Он продолжает что-то говорить, но я уже отключилась. Я сижу и мечтаю. О том, чтобы он научился понимать музыку. И меня. Чтобы он хоть на минуту закрыл глаза и послушал концерт в ля миноре Малербо — «Концерт фейерверков» — и почувствовал то же, что и я. Как звук вибрирует аж в самых костях. Как сердце бьется в ритме четвертушек и восьмых. Мечтаю, чтобы он послушал «Idioteque» «радиохэдов» и распознал в приглушенном металлическом скрежете тристан-аккорд, который Вагнер использовал в начале «Тристана и Изольды». Может, он бы даже заметил, что этот конкретный скрежет позаимствован у Пола Лански, который написал его на компьютере и назвал «Mild und Leise». А может, он не заметил бы этого, но роковой аккорд из четырех нот узнал бы точно. Его назвали в честь Вагнера, но Вагнер его не изобрел, а услышал в «Концерте фейерверков» Малербо и позаимствовал — только дал ему звучать дольше и заставил разрешаться в ля мажор вместо ре мажора. А потом передал по наследству Дебюсси, который использовал его в опере «Пеллеас и Мелизанда». Дебюсси, в свою очередь, передал его Бергу, который переиначил его для своей «Лирической сюиты», и дальше он перешел к Лански. А «радиохэды» нашли его у Лански и передали мне.
Я мечтаю, чтобы отец понял, что музыка — это жизнь. Что она вечна. Она сильнее смерти. Сильнее времени. И эта сила — последнее, что помогает держаться, когда надеяться не на что.
— Анди! Ты меня слушаешь? Если ты сдашь его в следующем семестре и получишь «отлично», то выйдешь из школы твердой хорошисткой, и этого будет достаточно, чтобы попасть в приличное подготовительное заведение, где за год тебе подтянут оценки и как следует поднатаскают, и тогда я смогу устроить тебе собеседование в Стэнфорде. У меня хороший приятель работает в приемной комиссии.
— Разве в Стэнфорде есть музыкальное отделение?
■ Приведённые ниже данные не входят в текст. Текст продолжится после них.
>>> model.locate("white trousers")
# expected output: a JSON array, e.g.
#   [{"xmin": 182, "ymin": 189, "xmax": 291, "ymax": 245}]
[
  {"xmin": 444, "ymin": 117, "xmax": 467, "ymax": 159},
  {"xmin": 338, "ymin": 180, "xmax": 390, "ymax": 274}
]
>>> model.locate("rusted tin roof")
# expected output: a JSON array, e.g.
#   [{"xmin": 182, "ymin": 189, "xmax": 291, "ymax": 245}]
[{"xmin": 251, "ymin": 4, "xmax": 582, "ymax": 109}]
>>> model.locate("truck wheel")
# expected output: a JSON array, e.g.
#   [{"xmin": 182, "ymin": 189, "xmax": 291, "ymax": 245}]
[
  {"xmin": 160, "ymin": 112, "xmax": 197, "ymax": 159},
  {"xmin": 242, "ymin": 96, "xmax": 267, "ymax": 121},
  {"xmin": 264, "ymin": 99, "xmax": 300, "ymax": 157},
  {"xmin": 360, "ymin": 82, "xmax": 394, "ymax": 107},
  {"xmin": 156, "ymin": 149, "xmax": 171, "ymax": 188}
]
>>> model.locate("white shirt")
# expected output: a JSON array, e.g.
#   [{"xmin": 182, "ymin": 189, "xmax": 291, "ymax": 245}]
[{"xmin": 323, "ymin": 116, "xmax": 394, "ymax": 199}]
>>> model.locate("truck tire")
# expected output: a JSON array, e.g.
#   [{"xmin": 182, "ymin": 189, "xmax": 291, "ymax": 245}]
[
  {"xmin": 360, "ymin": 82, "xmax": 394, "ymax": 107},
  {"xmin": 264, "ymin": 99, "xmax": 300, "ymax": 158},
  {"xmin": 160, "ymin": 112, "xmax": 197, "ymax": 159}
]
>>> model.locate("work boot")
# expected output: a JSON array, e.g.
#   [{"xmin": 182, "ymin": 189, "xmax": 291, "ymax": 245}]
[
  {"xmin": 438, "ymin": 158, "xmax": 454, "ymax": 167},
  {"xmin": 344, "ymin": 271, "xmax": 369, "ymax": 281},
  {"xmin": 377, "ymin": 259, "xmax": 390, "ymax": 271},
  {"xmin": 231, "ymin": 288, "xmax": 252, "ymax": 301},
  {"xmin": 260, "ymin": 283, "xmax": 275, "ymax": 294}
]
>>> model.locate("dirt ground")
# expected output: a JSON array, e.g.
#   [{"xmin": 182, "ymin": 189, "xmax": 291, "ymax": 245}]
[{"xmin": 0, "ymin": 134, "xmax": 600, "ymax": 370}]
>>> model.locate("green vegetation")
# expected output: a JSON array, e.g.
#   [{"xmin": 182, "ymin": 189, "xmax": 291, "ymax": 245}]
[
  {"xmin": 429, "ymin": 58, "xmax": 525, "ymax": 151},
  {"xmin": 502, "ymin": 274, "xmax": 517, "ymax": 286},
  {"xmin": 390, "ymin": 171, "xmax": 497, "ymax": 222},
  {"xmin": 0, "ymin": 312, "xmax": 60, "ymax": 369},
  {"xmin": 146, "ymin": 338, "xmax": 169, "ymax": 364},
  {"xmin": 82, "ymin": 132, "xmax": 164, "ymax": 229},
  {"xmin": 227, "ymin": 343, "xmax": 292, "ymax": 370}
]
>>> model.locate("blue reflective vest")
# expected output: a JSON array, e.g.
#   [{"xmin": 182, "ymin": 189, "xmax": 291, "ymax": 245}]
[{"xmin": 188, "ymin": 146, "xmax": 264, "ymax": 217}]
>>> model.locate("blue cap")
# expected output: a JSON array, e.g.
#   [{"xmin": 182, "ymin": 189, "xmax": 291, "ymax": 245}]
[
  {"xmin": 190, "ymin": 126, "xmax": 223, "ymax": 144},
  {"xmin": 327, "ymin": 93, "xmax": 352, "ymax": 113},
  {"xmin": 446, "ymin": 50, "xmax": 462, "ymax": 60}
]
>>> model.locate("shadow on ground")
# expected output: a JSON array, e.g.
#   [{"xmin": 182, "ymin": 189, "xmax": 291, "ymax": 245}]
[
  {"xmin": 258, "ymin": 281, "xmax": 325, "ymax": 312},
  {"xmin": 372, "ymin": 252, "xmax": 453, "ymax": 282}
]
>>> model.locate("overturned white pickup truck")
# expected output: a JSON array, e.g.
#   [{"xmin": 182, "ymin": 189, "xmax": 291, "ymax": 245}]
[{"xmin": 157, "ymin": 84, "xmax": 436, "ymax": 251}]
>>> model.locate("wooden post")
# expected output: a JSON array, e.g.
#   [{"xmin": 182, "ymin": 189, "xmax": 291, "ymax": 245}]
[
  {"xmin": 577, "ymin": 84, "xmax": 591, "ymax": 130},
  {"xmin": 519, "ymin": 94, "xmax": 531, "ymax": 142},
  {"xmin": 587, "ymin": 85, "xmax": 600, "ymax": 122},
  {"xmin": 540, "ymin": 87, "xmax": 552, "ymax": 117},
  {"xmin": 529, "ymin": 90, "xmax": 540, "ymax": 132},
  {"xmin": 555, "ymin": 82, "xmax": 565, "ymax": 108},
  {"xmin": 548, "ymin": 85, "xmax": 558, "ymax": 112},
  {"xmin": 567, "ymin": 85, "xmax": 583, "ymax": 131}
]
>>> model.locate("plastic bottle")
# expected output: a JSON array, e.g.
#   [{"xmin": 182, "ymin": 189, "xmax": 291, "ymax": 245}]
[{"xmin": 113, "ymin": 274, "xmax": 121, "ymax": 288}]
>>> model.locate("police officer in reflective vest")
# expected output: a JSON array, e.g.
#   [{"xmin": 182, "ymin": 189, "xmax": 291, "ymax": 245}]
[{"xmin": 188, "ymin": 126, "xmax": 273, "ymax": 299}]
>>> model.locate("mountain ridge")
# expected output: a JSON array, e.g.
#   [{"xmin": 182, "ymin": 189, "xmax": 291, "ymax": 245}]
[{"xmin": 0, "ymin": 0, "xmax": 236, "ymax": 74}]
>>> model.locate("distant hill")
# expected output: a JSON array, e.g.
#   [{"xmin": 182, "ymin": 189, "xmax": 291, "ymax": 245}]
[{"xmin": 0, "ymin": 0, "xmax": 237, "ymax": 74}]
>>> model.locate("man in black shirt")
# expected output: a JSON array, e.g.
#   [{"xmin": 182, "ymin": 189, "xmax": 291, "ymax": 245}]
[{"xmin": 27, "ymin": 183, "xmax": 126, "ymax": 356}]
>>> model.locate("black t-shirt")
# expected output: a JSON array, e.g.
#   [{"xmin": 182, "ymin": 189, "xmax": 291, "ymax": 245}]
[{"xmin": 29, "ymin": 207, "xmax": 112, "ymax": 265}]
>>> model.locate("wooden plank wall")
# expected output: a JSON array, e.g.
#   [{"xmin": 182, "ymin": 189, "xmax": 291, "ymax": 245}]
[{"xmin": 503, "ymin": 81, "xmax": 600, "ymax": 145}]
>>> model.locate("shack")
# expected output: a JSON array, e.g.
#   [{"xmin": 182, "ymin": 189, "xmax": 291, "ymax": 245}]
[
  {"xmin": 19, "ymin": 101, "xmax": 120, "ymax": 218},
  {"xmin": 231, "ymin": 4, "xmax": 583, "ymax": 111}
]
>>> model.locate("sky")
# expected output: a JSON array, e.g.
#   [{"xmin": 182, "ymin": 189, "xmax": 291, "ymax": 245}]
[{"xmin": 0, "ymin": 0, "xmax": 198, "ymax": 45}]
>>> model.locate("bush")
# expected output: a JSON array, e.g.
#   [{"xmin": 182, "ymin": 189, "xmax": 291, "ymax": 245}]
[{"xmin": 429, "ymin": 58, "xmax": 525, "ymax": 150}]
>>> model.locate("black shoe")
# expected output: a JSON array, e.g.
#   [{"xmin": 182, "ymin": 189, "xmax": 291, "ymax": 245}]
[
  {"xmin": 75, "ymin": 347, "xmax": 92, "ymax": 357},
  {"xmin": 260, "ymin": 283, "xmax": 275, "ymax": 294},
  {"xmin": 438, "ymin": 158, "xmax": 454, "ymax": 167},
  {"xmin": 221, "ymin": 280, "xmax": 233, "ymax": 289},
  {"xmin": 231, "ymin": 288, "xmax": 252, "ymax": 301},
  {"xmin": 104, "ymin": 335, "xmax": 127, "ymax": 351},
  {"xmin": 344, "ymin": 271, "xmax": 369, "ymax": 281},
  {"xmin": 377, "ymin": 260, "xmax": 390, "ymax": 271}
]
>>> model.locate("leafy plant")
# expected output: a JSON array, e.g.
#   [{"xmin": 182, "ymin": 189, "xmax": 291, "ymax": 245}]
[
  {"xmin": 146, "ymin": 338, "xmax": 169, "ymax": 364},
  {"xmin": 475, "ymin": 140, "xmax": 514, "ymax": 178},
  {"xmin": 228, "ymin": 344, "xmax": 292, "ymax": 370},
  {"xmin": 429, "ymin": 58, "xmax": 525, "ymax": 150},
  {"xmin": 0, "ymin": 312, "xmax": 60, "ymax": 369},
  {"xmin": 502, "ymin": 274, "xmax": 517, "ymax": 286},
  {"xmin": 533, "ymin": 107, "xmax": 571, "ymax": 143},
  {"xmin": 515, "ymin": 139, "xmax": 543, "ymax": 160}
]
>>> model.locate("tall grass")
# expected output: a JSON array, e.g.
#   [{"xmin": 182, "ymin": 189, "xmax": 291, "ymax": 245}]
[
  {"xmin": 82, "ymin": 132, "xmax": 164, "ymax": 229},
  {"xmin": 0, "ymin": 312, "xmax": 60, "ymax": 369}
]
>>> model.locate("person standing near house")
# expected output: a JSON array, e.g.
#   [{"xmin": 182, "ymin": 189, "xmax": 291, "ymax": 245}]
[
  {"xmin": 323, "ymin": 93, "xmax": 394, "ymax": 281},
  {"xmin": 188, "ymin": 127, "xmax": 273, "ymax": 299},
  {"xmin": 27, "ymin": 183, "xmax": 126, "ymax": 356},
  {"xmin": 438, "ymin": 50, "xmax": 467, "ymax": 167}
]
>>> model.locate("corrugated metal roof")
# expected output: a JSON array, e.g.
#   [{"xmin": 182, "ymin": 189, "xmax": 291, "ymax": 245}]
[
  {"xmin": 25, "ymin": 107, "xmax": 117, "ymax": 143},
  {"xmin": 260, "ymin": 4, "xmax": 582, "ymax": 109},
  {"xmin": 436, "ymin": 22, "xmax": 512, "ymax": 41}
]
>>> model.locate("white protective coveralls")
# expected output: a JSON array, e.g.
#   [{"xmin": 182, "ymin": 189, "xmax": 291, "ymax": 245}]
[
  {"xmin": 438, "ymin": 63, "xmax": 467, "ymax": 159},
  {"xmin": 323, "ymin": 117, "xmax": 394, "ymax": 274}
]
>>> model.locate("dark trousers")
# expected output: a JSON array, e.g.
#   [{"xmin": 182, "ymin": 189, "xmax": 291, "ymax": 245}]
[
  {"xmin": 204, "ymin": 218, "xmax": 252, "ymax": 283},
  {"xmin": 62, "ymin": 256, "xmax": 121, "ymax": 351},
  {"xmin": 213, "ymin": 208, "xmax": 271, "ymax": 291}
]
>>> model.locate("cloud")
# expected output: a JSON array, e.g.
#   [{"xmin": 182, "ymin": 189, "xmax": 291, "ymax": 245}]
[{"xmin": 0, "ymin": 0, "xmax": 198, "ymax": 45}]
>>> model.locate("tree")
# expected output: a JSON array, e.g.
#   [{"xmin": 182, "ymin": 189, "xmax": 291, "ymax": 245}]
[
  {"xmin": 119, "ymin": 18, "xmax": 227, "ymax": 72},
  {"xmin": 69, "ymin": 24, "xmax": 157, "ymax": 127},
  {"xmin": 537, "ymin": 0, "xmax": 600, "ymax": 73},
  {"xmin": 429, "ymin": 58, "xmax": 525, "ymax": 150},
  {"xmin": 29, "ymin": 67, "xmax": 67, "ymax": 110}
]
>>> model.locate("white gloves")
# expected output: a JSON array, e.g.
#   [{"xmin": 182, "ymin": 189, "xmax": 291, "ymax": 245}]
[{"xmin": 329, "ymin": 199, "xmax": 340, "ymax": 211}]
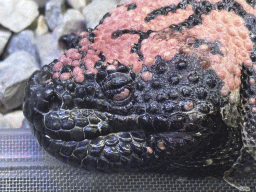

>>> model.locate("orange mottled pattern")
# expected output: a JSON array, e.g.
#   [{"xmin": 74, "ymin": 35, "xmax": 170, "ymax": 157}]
[
  {"xmin": 53, "ymin": 0, "xmax": 256, "ymax": 102},
  {"xmin": 188, "ymin": 11, "xmax": 253, "ymax": 95}
]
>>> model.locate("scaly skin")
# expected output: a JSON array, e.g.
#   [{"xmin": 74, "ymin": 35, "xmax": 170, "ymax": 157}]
[{"xmin": 24, "ymin": 0, "xmax": 256, "ymax": 189}]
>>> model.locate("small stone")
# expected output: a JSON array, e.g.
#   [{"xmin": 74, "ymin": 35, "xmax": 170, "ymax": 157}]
[
  {"xmin": 36, "ymin": 34, "xmax": 61, "ymax": 66},
  {"xmin": 53, "ymin": 9, "xmax": 86, "ymax": 39},
  {"xmin": 83, "ymin": 0, "xmax": 117, "ymax": 28},
  {"xmin": 0, "ymin": 0, "xmax": 39, "ymax": 33},
  {"xmin": 4, "ymin": 110, "xmax": 25, "ymax": 128},
  {"xmin": 67, "ymin": 0, "xmax": 86, "ymax": 11},
  {"xmin": 0, "ymin": 51, "xmax": 39, "ymax": 111},
  {"xmin": 7, "ymin": 30, "xmax": 40, "ymax": 62},
  {"xmin": 33, "ymin": 0, "xmax": 50, "ymax": 8},
  {"xmin": 35, "ymin": 15, "xmax": 49, "ymax": 36},
  {"xmin": 45, "ymin": 0, "xmax": 65, "ymax": 30},
  {"xmin": 0, "ymin": 27, "xmax": 12, "ymax": 55}
]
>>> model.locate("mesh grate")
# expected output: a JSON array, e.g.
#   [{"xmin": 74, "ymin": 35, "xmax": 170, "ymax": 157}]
[{"xmin": 0, "ymin": 129, "xmax": 256, "ymax": 192}]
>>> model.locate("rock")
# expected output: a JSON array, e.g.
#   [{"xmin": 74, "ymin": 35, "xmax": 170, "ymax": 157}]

Пару секунд он строго смотрит на меня, потом говорит:
— В Святого Ансельма тебя тестировали…
— Да, да, можешь не рассказывать.
— …еще в дошкольном классе. И потом в пятом. И в девятом. И каждый раз коэффициент интеллекта выходил за сто пятьдесят. Как у гениев. Как у Эйнштейна.
— Или у Моцарта.
— Ты можешь стать кем угодно в этой жизни. Кем захочешь.
— Кроме того, кем действительно хочу стать, да?
— Анди, одной музыки недостаточно.
— Ее достаточно. Ее более чем достаточно. — Я тоже начинаю повышать голос.